Emmanuel Macron m’a en tous cas assuré que mon père pourrait rester reposer avec ma mère, Simone. Un soulagement, car ils étaient très fusionnels.
(Les cendres de Marc Bloch devraient rester au cimetière de Bourg d’Hem, dans la Creuse, berceau de la famille Bloch. Il devrait être représenté au Panthéon par des effets personnels).
J’attends avec impatience la prochaine cérémonie de commémoration à Saint-Didier-de-Formans (Ain), la commune où mon père a été exécuté, en juin. Le maire est le gardien de cette mémoire depuis douze ans. J’ai appris que le capitaine Marc Bloch y recevrait une décoration posthume.
Quels sont vos souvenirs de la guerre et de l’après-guerre ?
Je ne me suis vraiment rendu compte que nous étions juifs que lorsque, pour des raisons de santé dans mon enfance, j’ai été envoyé en Normandie chez mon arrière-grand-mère maternelle. A la différence de notre famille, laïque à l’extrême, elle était très pratiquante.
Ensuite, nous n’avons eu de cesse de ressentir la montée de l’antisémitisme, en particulier lorsque mon père a été nommé à Montpellier : le directeur de l’université avait alors plus qu’une dent contre nous. J’ai aussi subi de l’hostilité parce j’étais juif lorsque j’ai étudié à l’école d’agriculture : cela plaisait beaucoup à mon père, d’avoir l’un de ses fils qui n’était pas un intellectuel, un universitaire !
Engagé dans la résistance comme agent de liaison, j’ai retrouvé mon cousin, le docteur Henri Bloch-Michel, engagé dans le réseau Combat (mon père, lui était à Franc-Tireur) dans le maquis du Cantal, vers la fin de l’année 1944 : il m’a appris coup sur coup que mon père avait été fusillé, le 12 juin, par la Gestapo, et que ma mère était morte en juillet, à l’hôpital (sans avoir été informée, heureusement, du sort tragique de mon père). Dans un premier temps, je n’ai pas eu de réaction, j’avais vu tellement de choses atroces ! Ce n’est que dans un second temps que j’ai éclaté à chaudes larmes. J’ai réalisé, à 18 ans, que je n’avais plus de parents.
Je m’étais choisi le même nom de clandestinité que mon père, « Narbonne », pour qu’on puisse me reconnaître s’il se passait quelque chose. Mes deux frères aînés étaient aussi engagés dans la résistance : mais à cette époque-là, vous ne disiez rien de vos activités clandestines, ni à votre famille, ni à personne de l’extérieur.

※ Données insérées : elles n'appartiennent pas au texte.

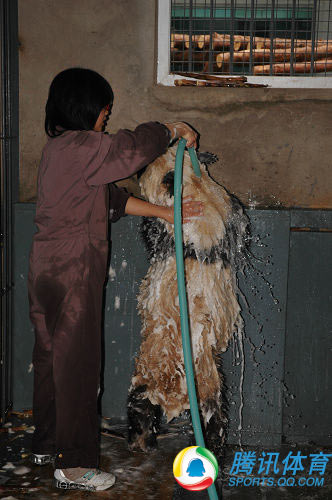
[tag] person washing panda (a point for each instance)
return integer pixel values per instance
(68, 261)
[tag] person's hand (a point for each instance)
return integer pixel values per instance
(190, 209)
(180, 129)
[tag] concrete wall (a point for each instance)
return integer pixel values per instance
(274, 144)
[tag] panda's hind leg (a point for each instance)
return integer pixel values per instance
(144, 420)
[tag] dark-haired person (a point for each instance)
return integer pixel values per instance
(68, 259)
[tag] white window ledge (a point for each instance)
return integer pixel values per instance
(163, 65)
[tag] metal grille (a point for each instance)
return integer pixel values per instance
(252, 37)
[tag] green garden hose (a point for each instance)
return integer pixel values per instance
(186, 344)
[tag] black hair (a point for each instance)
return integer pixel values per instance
(75, 100)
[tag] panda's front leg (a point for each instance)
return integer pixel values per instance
(144, 420)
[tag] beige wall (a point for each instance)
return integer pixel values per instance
(275, 146)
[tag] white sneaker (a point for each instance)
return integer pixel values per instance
(93, 480)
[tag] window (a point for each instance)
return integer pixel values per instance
(266, 40)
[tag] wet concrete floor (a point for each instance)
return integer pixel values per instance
(145, 476)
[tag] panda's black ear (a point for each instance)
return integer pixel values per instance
(141, 172)
(207, 158)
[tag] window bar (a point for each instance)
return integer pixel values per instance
(318, 24)
(231, 45)
(272, 35)
(251, 34)
(292, 39)
(313, 38)
(211, 30)
(190, 52)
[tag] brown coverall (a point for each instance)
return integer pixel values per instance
(66, 277)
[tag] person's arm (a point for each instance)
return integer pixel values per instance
(135, 206)
(109, 158)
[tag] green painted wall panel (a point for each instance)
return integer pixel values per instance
(308, 368)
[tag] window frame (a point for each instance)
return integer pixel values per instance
(164, 77)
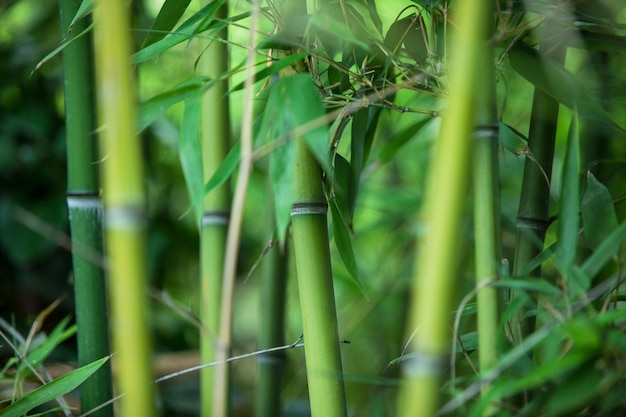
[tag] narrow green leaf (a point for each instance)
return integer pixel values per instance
(190, 151)
(569, 201)
(272, 69)
(282, 176)
(225, 170)
(154, 107)
(598, 213)
(558, 83)
(86, 7)
(52, 390)
(344, 245)
(168, 16)
(604, 252)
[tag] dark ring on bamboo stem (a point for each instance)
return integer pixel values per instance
(132, 218)
(215, 218)
(533, 224)
(84, 201)
(309, 208)
(486, 131)
(424, 364)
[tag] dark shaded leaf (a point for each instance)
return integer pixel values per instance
(560, 84)
(598, 213)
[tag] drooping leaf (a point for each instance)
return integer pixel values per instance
(224, 171)
(344, 245)
(598, 213)
(168, 16)
(568, 225)
(60, 386)
(559, 83)
(604, 252)
(190, 152)
(153, 108)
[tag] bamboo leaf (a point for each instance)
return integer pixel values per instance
(168, 16)
(604, 252)
(598, 213)
(282, 176)
(86, 7)
(190, 152)
(154, 107)
(558, 83)
(344, 245)
(225, 169)
(569, 201)
(52, 390)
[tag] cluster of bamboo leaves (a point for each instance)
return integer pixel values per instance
(543, 337)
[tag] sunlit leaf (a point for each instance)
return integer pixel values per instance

Quelles étaient vos relations avec votre père, et le reste de votre famille ?
J’étais proche de lui, beaucoup plus proche que de mes deux frères ainés (Daniel Bloch est le quatrième d’une fratrie de six). Au retour de mon travail, nous partagions de nombreuses promenades, à discuter. Après-guerre, je me suis éloigné de la voie de l’agriculture, rejoignant des rédactions de journaux, côté développement photos, d’abord Combat puis France Soir : je ne serais pas qui je suis aujourd’hui si je n’avais pas côtoyé Albert Camus ! Plus tard, ça a été l’Office de radiodiffusion-télévision française (ORTF) et l’Eurovision.